Figure 6. Pharmacological PANX1 channel blockade reduces breast cancer metastasis to the lungs

a, Schematic depicting the two in vivo CBX therapy regimens tested. b, Quantitative bioluminescence imaging of lung metastasis after tail-vein injection of 5 × 10⁴ MDA-LM2 breast cancer cells into NS mice pretreated daily with 25 mg/kg i.p. CBX or an equivalent volume of PBS for six days and with 100 mg/kg i.v. CBX or an equivalent volume of PBS 30 min prior to cancer cell injection; n = 8 (vehicle), n = 9 (CBX). c, Quantification of the number of metastatic foci at 2-weeks from H&E-stained lungs (left) and representative images from vimentin-stained lungs (right); n = 4. Scale bar, 0.5 mm. d, Quantitative bioluminescence imaging lungs 24 hrs after tail-vein injection of 1 × 10⁵ CN-LM1A breast cancer cells into NS mice pretreated with 25 mg/kg i.p. CBX or an equivalent volume of PBS at 19 and 2 hrs prior to cancer cell injection; n = 10. e, Lungs were extracted at 24 hrs, sectioned and stained for vimentin and the number of vimentin-positive cancer cells were quantified; n = 8 (vehicle), n = 7 (CBX). Scale bar, 0.25 mm. f, Quantitative bioluminescence imaging of breast cancer cells in the lungs at 4 weeks after tail-vein injection of 1 × 10⁵ CN-LM1A breast cancer cells into NS mice pretreated with 25 mg/kg i.p. CBX (n = 9) or an equivalent volume of PBS (n = 10) at 19 and 2 hrs prior to cancer cell injection. g, Quantification of the number of metastatic foci at 4-weeks from H&E-stained lungs; n = 10 (vehicle), n = 9 (CBX). Error bars, s.e.m., *, P < 0.05; **, P < 0.01; ***, P < 0.001 by a one-tailed Student’s t-test. n represents biological replicates. Therapeutic PANX1 inhibition experiments were performed using two independent triple negative breast cancer cell lines. Bioluminescent and histological images are representative of the median.

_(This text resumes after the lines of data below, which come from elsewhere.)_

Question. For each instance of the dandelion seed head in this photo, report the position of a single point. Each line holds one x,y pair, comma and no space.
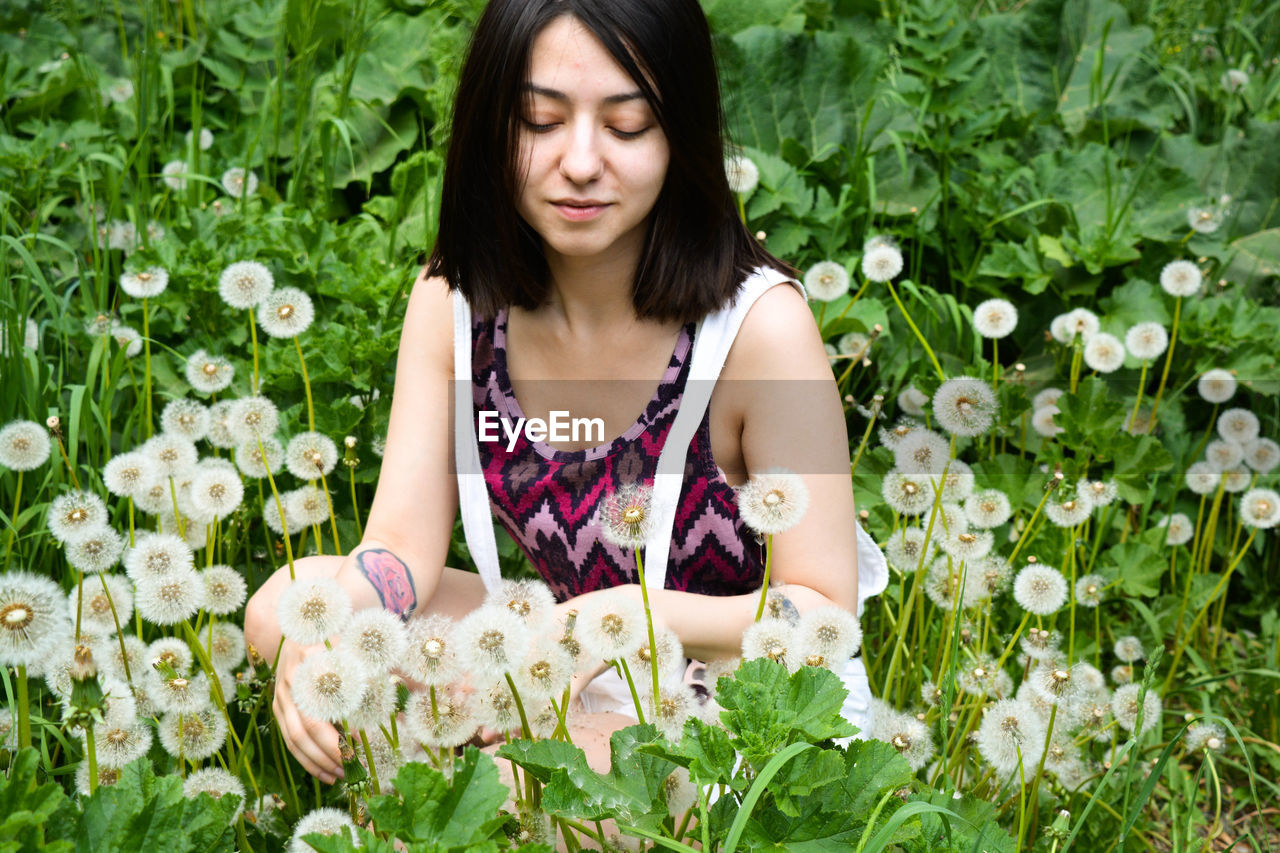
1040,589
882,260
741,173
192,735
238,183
826,281
995,318
286,313
965,406
1216,386
327,685
1146,341
145,283
310,610
772,501
376,638
245,283
1260,509
24,446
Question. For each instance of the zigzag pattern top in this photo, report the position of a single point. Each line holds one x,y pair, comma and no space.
548,500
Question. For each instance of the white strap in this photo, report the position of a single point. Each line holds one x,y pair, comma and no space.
712,342
472,492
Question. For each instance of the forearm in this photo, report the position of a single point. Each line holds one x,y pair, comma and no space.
711,626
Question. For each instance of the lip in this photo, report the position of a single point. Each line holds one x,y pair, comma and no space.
580,209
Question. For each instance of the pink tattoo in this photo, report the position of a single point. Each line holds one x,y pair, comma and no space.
391,578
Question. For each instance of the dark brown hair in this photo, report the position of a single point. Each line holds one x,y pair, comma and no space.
696,250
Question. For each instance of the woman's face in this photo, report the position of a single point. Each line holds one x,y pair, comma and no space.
592,155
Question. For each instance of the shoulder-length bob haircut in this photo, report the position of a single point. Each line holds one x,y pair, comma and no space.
696,250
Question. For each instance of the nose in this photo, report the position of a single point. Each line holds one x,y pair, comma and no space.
581,160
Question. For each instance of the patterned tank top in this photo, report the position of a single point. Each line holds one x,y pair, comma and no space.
548,500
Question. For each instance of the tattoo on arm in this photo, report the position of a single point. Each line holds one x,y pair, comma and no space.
391,578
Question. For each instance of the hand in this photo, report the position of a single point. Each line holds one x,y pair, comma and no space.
312,742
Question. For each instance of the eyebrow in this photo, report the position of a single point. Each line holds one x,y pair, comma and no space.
561,96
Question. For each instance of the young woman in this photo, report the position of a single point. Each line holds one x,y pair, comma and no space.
588,233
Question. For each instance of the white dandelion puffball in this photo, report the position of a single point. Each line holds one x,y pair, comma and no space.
611,626
173,174
128,473
1260,509
328,684
1239,425
772,501
529,600
95,551
286,313
321,821
882,260
209,373
252,418
184,418
741,173
1178,529
922,452
238,183
1180,278
626,516
245,283
376,638
1203,222
74,514
1146,341
1127,707
215,493
826,637
95,601
146,283
224,589
1262,455
216,783
965,406
1104,352
173,455
192,735
913,401
432,656
826,281
995,318
32,617
127,338
1203,478
1216,386
1040,589
170,598
492,641
1011,735
1234,80
908,493
310,455
206,138
310,610
24,446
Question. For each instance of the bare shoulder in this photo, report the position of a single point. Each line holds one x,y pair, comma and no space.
778,338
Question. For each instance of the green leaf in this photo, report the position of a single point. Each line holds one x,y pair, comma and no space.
430,810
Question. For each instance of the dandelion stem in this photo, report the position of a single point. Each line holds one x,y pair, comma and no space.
13,521
306,386
764,584
648,619
1169,360
919,337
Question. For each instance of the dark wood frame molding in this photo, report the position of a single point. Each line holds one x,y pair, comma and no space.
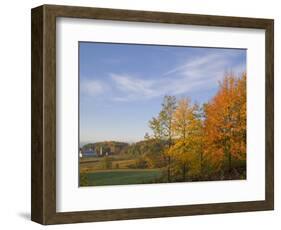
43,170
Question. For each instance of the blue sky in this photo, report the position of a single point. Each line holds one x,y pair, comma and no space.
122,86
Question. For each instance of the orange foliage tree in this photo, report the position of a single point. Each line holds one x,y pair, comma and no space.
225,123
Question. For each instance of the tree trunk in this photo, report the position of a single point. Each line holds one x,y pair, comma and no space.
184,172
169,170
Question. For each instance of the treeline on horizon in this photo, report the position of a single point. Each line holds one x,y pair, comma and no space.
193,142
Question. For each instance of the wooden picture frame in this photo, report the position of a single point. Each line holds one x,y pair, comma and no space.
43,189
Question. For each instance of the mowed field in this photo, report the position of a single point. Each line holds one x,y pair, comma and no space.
93,172
123,176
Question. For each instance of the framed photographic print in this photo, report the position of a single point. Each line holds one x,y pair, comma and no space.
137,114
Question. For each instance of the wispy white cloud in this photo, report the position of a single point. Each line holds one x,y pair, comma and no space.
93,87
200,73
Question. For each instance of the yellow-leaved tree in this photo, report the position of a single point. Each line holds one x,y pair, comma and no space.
225,124
187,129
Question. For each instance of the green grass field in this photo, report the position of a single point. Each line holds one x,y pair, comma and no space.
122,176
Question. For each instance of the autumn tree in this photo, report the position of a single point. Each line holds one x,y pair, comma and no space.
162,124
225,123
187,129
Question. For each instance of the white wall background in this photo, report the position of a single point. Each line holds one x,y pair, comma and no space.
15,114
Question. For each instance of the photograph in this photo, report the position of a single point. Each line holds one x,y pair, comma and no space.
151,113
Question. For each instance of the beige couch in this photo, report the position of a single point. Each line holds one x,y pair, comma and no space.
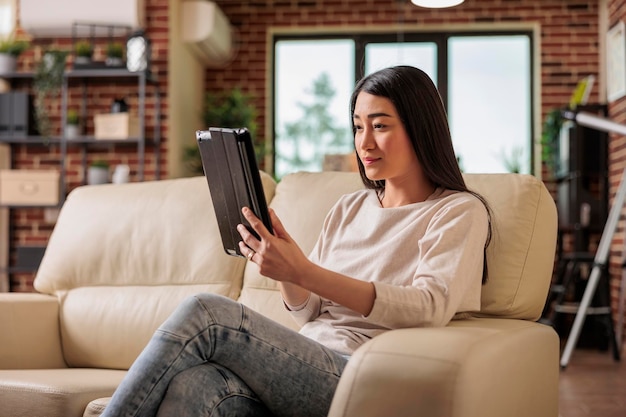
121,257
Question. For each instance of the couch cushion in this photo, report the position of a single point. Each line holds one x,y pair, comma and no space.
121,257
56,392
524,226
150,233
524,229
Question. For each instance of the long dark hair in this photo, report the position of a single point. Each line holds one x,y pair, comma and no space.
424,117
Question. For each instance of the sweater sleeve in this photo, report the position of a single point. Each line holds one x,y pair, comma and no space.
448,276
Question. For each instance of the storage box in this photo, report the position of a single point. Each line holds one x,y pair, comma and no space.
116,126
29,187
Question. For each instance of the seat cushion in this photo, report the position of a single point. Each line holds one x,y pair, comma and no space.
54,392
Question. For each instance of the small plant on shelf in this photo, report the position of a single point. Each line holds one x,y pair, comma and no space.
13,47
84,51
115,54
47,83
10,49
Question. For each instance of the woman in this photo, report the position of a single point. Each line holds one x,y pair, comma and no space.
407,251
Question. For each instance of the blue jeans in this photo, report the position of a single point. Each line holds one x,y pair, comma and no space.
215,357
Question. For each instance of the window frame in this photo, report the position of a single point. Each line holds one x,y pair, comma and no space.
440,38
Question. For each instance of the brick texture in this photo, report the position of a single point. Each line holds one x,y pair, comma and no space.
569,51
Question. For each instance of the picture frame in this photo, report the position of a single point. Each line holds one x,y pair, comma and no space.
616,62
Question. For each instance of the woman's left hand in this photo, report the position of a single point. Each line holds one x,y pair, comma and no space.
278,256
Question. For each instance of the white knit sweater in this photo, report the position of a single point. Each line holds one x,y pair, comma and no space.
425,260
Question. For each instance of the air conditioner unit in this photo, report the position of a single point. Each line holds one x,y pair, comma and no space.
57,20
207,31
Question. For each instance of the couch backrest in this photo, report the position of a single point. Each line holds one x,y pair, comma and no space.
520,257
121,257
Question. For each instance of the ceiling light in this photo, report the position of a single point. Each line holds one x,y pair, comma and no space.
436,4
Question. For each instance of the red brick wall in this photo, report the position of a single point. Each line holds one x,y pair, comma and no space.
28,226
617,164
569,51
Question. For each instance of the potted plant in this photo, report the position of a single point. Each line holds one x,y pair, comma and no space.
10,49
47,83
83,51
231,108
115,53
72,124
98,172
550,135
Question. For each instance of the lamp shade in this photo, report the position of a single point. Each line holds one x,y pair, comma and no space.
436,4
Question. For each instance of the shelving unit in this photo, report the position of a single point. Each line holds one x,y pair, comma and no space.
147,89
85,77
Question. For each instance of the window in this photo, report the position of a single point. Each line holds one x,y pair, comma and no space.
7,18
484,80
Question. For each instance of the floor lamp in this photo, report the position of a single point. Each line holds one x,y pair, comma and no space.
602,254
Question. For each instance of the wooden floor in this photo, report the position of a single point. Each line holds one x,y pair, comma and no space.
593,385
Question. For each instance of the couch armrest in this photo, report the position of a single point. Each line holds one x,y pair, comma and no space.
476,367
29,325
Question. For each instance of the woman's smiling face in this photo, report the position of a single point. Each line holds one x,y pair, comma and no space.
381,140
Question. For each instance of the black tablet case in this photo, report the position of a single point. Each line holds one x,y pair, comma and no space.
231,171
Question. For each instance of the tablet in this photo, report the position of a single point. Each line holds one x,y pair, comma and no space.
231,171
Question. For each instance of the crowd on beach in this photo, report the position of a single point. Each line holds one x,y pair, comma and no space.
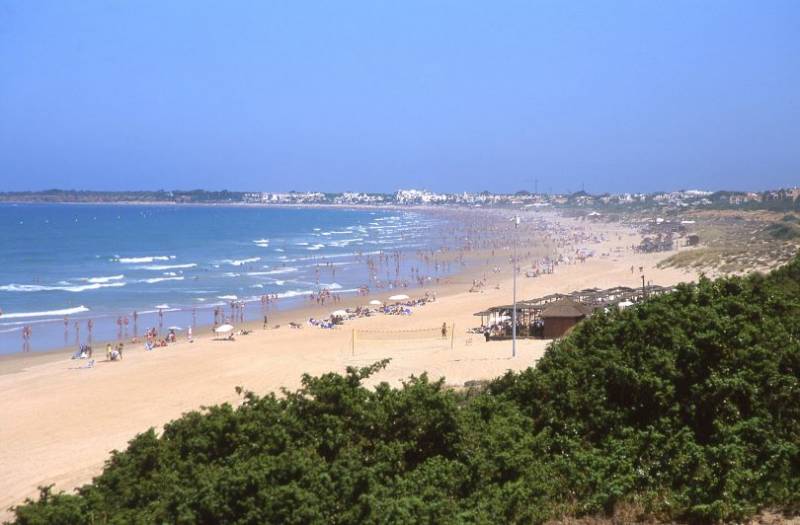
468,238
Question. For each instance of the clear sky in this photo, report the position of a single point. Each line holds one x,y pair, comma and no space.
377,95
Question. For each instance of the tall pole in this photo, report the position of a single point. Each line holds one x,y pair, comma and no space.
514,286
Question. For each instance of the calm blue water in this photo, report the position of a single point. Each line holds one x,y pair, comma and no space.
103,262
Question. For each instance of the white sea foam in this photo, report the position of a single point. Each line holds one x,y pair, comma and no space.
160,279
62,288
103,279
161,267
276,271
146,259
240,262
64,311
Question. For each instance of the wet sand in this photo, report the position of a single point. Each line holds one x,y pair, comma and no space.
60,422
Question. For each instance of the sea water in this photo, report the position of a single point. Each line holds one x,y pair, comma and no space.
62,265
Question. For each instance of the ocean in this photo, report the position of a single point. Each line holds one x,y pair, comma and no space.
64,265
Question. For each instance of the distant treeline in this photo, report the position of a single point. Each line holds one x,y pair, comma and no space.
122,196
685,407
782,200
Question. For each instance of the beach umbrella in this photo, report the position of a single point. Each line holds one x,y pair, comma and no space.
224,329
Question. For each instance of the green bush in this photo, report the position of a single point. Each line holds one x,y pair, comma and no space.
685,407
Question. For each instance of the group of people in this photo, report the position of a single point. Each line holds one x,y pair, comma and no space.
114,353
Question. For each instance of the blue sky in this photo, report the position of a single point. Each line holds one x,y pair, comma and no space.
378,95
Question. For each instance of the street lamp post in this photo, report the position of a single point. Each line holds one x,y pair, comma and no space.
514,286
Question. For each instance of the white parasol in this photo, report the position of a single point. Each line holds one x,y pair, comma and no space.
224,329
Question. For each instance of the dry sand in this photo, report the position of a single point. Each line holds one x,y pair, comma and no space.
59,423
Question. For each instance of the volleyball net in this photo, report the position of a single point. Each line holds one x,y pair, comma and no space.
439,337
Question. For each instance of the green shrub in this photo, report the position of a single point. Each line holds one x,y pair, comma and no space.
685,407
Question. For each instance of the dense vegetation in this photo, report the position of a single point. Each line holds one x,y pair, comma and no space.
686,407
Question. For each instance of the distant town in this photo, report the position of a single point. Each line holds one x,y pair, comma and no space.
776,200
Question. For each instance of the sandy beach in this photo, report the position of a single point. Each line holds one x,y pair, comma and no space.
60,422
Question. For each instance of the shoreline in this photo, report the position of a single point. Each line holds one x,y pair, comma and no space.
299,311
65,439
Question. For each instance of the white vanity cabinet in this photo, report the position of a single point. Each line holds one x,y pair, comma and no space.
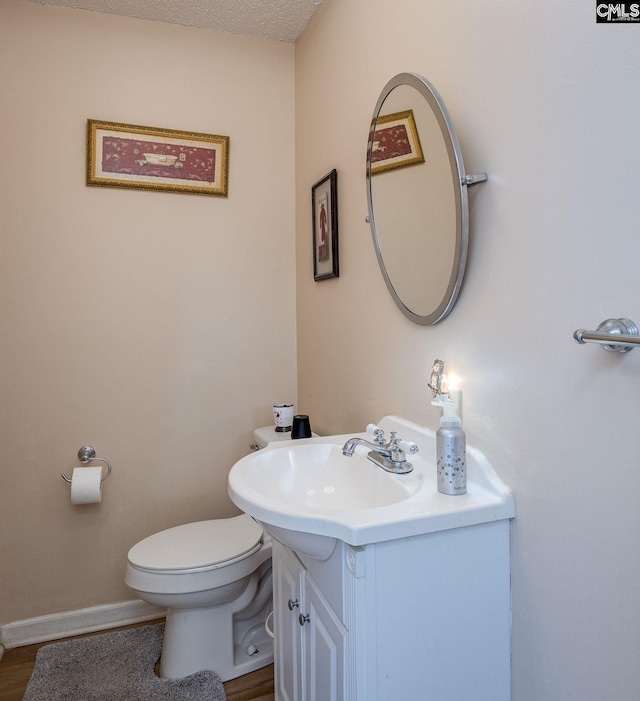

Figure 7. Proposed working-model of PANX1-mediated ATP release as a regulator of intravascular metastatic cell survival

Schematic showing stretch-induced ATP release through mechanosensitive PANX1 channels activating a cancer cell-autonomous purinergic signaling pathway that inhibits cell death during mechanical stress in the microvasculature of target organs. Those cancer cells enabled to secrete the levels of extracellular ATP necessary to permit intravascular survival via autocrine purinergic signaling pathways, or the adjacent cells lodged within the same tumor cell cluster, are afforded an opportunity to undergo the subsequent steps of the metastatic cascade—extravasation, colonization, re-initiation and proliferation.